Говоря о «психологическом вопросе» в наше время, нельзя не отметить, что современные понятия об этой сфере серьезно расширились. Законы человеческой психологии отлились в схемы и активно используются, например, в киноиндустрии78. Над сценариями дорогих сериалов (например, компании HBO: «Игра престолов», «Мир Дикого Запада» и др.) работают не один и не два человека — одному не под силу простроить огромный мир, полный множества героев с их характерами и т. д. Однако даже на примере этих сериалов видно, что на высочайшем уровне психологизма, где мотивации героев в комплексе двигают сюжетную канву, художественный мир может разработать только большой мастер как индивидуальность79. Не говоря уже о том, что искусство, которое создается в соответствии с правилами (пусть даже хорошо разработанными), всегда беллетристично по сути.

Отдельно нужно отметить мощное влияние западного психоанализа XX в. на наши представления о внутренней жизни человека: влияние травм, родительских комплексов, «игровых» сценариев и т. д. Особая область, причудливо связанная с литературой, — исследование мифа как основы психологического сценария80. В современной литературе до сих пор обострено внимание к травмам и пограничным состояниям — на первый взгляд, самому простому способу поразить «психологическим вопросом»81 (зачастую поверхностно исследованным). Хотя очевидно, что разработки психоанализа являются мощнейшим инструментом для исследования вовсе не расстройств психики (составляющих небольшую область жизни человечества), а именно мира «обычных» людей, которым так или иначе свойственно поведение, определяемое не особенностями их личностей, а совокупностью надстроек: травм, комплексов, «родительских сценариев» и т. д.

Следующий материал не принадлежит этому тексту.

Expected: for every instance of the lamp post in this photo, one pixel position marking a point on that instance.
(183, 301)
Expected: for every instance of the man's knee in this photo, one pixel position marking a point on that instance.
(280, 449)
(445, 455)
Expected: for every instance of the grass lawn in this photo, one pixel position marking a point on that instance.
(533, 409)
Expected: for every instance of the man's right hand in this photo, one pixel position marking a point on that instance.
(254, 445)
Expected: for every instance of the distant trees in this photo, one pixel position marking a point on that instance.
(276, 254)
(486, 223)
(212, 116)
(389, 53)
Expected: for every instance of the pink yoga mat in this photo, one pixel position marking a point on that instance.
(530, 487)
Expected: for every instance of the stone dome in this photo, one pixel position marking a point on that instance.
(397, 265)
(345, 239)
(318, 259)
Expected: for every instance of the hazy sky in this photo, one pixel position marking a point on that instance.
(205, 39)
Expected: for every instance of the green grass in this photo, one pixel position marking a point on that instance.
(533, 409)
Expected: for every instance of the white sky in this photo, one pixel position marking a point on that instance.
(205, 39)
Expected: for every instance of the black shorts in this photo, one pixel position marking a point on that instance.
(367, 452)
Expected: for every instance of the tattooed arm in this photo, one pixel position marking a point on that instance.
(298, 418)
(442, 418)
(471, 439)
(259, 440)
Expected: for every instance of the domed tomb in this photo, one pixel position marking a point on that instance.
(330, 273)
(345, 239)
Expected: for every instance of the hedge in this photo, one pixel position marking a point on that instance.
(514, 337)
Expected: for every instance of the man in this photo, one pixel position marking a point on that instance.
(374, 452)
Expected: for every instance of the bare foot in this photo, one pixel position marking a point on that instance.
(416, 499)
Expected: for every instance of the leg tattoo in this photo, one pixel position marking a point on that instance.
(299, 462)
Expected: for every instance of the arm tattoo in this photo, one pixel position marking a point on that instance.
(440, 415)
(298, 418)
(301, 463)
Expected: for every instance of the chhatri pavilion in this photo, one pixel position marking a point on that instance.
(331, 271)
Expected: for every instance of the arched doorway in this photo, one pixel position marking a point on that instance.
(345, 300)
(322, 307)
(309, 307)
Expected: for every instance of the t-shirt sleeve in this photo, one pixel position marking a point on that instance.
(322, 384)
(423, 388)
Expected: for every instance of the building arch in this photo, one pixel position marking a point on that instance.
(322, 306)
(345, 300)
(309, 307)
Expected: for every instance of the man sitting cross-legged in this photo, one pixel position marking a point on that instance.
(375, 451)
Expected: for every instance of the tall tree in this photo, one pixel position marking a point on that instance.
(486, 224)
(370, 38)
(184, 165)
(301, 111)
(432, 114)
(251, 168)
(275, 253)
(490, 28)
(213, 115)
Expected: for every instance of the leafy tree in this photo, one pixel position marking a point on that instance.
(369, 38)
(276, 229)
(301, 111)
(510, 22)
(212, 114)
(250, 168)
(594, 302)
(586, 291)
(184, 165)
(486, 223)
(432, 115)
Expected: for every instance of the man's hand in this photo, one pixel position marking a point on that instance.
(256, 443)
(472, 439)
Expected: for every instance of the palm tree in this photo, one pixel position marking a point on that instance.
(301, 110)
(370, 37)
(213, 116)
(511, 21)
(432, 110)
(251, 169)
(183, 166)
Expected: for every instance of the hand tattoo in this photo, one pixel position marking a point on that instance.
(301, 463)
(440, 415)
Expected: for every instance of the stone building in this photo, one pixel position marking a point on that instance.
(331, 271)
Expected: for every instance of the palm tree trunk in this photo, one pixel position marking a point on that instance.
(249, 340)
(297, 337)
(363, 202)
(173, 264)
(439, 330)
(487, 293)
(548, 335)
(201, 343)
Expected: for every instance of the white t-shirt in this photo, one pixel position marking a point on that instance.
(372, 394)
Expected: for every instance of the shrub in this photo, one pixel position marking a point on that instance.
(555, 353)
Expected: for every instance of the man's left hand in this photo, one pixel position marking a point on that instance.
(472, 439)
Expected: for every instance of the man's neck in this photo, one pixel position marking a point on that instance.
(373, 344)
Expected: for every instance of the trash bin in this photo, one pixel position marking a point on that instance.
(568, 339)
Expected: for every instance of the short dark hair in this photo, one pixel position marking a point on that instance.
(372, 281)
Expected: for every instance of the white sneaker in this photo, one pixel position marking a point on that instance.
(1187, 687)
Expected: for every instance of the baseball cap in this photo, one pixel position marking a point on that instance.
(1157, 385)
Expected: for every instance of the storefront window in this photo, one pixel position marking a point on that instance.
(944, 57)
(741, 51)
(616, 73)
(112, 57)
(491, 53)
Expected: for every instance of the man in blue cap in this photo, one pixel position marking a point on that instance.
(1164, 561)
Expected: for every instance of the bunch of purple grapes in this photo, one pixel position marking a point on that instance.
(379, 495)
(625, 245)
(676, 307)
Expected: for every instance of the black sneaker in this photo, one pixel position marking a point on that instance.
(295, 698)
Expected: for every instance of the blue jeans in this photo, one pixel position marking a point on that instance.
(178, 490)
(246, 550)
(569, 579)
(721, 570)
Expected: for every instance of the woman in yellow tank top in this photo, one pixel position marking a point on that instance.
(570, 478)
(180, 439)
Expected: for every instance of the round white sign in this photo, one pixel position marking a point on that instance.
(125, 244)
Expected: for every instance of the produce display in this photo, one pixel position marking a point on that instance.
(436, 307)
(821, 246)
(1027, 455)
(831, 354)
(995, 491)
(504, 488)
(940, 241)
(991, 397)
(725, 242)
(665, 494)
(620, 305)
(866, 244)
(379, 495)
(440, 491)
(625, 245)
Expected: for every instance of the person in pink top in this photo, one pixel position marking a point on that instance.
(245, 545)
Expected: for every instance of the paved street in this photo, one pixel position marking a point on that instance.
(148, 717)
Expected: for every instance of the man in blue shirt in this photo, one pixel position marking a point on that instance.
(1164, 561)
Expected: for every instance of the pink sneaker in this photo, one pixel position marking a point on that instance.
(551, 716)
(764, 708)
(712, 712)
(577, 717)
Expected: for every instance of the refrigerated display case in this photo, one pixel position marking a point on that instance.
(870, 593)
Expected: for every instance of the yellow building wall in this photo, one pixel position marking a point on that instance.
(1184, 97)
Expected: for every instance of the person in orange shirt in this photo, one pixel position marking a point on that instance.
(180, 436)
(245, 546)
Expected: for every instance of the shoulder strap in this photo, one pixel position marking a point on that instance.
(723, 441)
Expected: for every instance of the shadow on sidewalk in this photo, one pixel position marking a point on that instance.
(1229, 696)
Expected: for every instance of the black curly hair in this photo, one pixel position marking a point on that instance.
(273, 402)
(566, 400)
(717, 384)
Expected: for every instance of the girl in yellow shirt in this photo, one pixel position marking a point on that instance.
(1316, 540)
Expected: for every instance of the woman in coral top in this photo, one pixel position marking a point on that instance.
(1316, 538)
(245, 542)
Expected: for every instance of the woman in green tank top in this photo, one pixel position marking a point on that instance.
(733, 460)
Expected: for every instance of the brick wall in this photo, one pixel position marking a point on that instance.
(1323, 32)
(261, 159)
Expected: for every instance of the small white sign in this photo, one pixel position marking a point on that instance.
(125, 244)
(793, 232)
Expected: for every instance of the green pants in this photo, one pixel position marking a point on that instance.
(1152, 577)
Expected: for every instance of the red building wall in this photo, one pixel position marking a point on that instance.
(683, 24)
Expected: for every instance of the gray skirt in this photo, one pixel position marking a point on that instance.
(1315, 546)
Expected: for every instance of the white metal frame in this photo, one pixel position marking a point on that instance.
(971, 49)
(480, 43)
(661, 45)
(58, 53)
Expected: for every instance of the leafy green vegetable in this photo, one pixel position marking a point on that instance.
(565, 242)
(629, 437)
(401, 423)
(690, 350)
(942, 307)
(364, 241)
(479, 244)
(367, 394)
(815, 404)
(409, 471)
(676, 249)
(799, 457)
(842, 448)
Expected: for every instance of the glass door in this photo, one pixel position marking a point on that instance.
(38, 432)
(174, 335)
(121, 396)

Кажется, что одним из немногих положительных явлений в современной русской литературе является как раз нарастание интереса к развитию личности и исследованию внутреннего мира человека. Когда-нибудь юнгианский психоанализ, упавший на благодатную почву русской психологической школы и напряженного стремления к самопознанию в русле христианского мировоззрения, скажет еще свое слово. И тогда в мир какого-нибудь будущего большого художника включатся как полноценные составные части и травмы, и комплексы, и тяжелый процесс их осознания как один из важных факторов, определяющих внутренний мир человека (важный, но далеко не единственный). А будет нам явлен процесс развития личности, в котором есть место и нравственным переворотам (Раскольникова, князя Андрея и т. д.), бывшим предметом особенного интереса русской литературы в XIX в., и ежедневной жизни обычного человека, зачастую духовно совершенно статичной.

Рассуждая о «психологическом вопросе», мы делаем акцент на объективности этого критерия, потому что достоверность поведения героев объективна и не зависит от чувств и пристрастий автора. Она дается автору в ее предзаданности, он не может влиять на нее — реальность, сотворенная автором, не подчиняется автору, имеет свободу воли и способность саморазвиваться82.

С другой стороны, когда мы употребляем термин «критерий», мы вовсе не имеем в виду, что им может воспользоваться всякий читатель или исследователь (как критерием в точной науке, скажем, в математике). Анализ психологической достоверности — специфическое умение, требующее достаточного опыта, понимания разных людей, умения представить, как поведет себя человек, обладающий данным характером и опытом, в данной ситуации. Этот критерий существует, и он объективно работает, однако его применение все равно осуществляется через субъективную интуицию с помощью особенного индивидуального навыка.

 

 

* Окончание. Начало см. «Сибирские огни», 2021, № 2.

1 По определению Пушкина.

2 Тщательно это проанализировано, например, в замечательной статье Лидии Гинзбург «Литература в поисках реальности».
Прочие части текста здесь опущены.